DESIGN, SETTING, PARTICIPANTS, AND MAIN OUTCOME MEASURES: Pregnant women (n = 1540) enrolled in Project Viva in 1999 to 2002 provided first-trimester plasma samples analyzed for 8 PFAS. At approximately 28 weeks' gestation, women completed 1-hour nonfasting, 50-g oral glucose challenge tests (GCTs); if abnormal, women completed subsequent 3-hour oral glucose tolerance tests (OGTTs) to screen for gestational diabetes mellitus (GDM). We assessed both continuous GCT glucose levels and 4 categories of glucose tolerance (normal glycemia [reference], isolated hyperglycemia, impaired glucose tolerance, GDM). We used multinomial logistic regression to estimate associations of PFAS with glucose tolerance categories. We used multivariable linear regression and Bayesian kernel machine regression (BKMR) to assess individual and joint effects of PFAS on continuous GCT glucose levels, respectively. We evaluated effect modification by maternal age and race/ethnicity.

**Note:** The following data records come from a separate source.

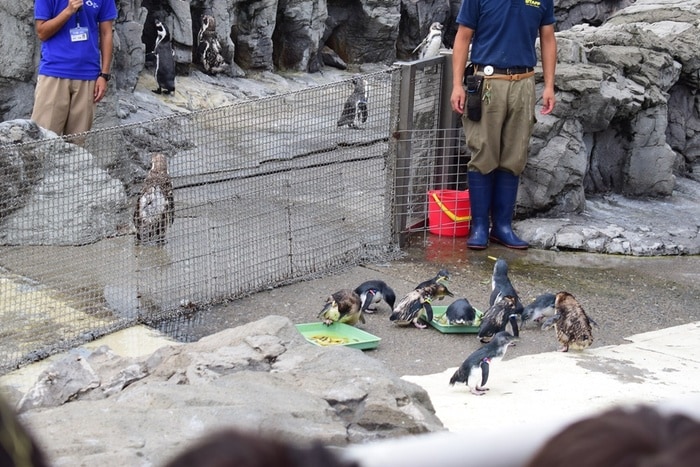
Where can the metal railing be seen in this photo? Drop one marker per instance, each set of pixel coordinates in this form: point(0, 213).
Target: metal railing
point(266, 192)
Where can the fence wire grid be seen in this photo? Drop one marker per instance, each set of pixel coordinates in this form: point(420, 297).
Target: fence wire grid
point(266, 192)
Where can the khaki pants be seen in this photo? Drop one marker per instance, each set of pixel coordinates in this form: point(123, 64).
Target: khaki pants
point(64, 106)
point(500, 140)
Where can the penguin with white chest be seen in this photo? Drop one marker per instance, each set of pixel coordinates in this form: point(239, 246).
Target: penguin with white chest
point(474, 371)
point(354, 112)
point(209, 47)
point(165, 60)
point(155, 207)
point(431, 45)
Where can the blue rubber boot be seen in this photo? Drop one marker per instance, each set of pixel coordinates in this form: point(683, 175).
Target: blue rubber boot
point(480, 189)
point(505, 193)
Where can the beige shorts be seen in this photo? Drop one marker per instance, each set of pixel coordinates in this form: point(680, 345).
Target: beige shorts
point(500, 140)
point(64, 106)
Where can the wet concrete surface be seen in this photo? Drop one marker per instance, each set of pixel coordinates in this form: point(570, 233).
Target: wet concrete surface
point(624, 295)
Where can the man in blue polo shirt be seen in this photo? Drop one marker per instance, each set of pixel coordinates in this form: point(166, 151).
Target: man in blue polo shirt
point(76, 55)
point(502, 34)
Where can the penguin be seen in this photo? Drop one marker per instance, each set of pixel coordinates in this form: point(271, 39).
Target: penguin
point(474, 371)
point(209, 47)
point(460, 312)
point(431, 45)
point(165, 60)
point(571, 323)
point(375, 294)
point(540, 308)
point(342, 306)
point(355, 110)
point(502, 286)
point(155, 207)
point(497, 317)
point(415, 307)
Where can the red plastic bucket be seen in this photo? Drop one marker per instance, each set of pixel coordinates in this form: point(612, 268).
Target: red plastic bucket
point(449, 212)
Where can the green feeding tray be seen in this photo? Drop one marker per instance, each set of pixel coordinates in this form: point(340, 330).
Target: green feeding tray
point(440, 323)
point(338, 334)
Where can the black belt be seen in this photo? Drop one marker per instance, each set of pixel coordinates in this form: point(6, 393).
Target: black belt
point(505, 71)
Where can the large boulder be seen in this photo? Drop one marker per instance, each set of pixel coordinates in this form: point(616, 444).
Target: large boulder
point(263, 376)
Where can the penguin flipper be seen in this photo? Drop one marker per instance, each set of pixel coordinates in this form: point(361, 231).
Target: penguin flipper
point(362, 107)
point(550, 321)
point(513, 319)
point(484, 364)
point(428, 311)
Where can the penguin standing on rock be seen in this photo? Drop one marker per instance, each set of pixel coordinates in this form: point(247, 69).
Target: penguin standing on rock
point(415, 307)
point(355, 109)
point(497, 317)
point(155, 206)
point(375, 294)
point(474, 372)
point(342, 307)
point(572, 324)
point(501, 286)
point(209, 47)
point(431, 45)
point(165, 60)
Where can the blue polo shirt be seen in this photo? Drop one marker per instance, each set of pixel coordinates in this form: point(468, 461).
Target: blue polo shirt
point(63, 58)
point(505, 30)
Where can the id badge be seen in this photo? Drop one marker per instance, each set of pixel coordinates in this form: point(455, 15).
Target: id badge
point(78, 34)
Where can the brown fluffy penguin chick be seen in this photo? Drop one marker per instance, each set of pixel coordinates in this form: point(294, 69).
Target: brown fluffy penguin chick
point(155, 206)
point(571, 323)
point(342, 307)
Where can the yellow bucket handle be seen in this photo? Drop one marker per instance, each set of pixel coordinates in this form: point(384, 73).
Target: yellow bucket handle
point(450, 214)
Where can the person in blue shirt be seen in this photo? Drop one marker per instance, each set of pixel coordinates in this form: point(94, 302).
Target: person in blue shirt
point(76, 56)
point(498, 40)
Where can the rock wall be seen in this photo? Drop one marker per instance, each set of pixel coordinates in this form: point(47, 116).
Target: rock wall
point(263, 377)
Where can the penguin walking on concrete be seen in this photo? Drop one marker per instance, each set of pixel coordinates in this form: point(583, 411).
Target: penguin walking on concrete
point(355, 109)
point(165, 60)
point(431, 45)
point(572, 324)
point(501, 286)
point(342, 306)
point(460, 312)
point(415, 308)
point(375, 295)
point(539, 309)
point(497, 317)
point(155, 206)
point(209, 47)
point(474, 372)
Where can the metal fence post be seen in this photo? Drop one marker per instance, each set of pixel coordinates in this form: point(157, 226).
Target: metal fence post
point(447, 152)
point(404, 125)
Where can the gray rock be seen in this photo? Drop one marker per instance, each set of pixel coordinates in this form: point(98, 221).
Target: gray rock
point(263, 376)
point(66, 172)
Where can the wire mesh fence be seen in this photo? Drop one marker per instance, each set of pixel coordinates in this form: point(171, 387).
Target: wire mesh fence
point(265, 192)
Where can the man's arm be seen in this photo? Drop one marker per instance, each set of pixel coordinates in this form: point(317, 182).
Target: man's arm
point(106, 46)
point(45, 29)
point(548, 45)
point(460, 55)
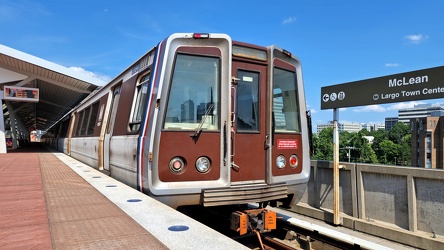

PFAS were not associated with glucose tolerance categories. In BKMR analyses, we observed a positive association between ln-perfluorooctane sulfonate (PFOS) and glucose levels (Δ25th to 75th percentile: 6.2 mg/dL, 95% CI, 1.1-11.3) and an inverse-U shaped association between 2-(N-perfluorooctane sulfonamide) acetate and glucose levels. Individual linear regression results were similar. We found suggestive evidence that associations varied by age and racial/ethnic group.
Certain PFAS may alter glucose homeostasis during pregnancy, but may not be associated with overt GDM.
全氟和多氟烷基物质(PFAS)暴露可能会改变葡萄糖稳态。关于 PFAS 暴露与妊娠期间葡萄糖耐量的研究有限。
本研究旨在评估孕早期血浆 PFAS 浓度与妊娠晚期第 2 孕期葡萄糖耐量之间的关联。
设计、地点、参与者和主要结果:1999 年至 2002 年,孕妇参加了 Viva 项目,共纳入 1540 名孕妇,提供了第 1 孕期的血浆样本,用于分析 8 种 PFAS。大约在 28 周妊娠时,女性完成了 1 小时非禁食、50 克口服葡萄糖挑战试验(GCT);如果异常,女性将完成随后的 3 小时口服葡萄糖耐量试验(OGTT)以筛查妊娠糖尿病(GDM)。我们评估了 GCT 葡萄糖水平的连续值和葡萄糖耐量的 4 个类别(正常血糖[参考]、孤立性高血糖、糖耐量受损、GDM)。我们使用多变量逻辑回归估计 PFAS 与葡萄糖耐量类别的关联。我们分别使用多变量线性回归和贝叶斯核机器回归(BKMR)评估 PFAS 对 GCT 葡萄糖水平的个体和联合效应。我们评估了母体年龄和种族/民族的效应修饰作用。
PFAS 与葡萄糖耐量类别无关。在 BKMR 分析中,我们观察到 ln-全氟辛烷磺酸(PFOS)与葡萄糖水平呈正相关(25%到 75%分位数的变化:6.2mg/dL,95%CI,1.1-11.3),2-(N-全氟辛烷磺酰胺)乙酸与葡萄糖水平呈反 U 形关联。个体线性回归结果相似。我们发现有迹象表明,关联因年龄和种族/民族群体而异。
某些 PFAS 可能会改变妊娠期间的葡萄糖稳态,但与明显的 GDM 无关。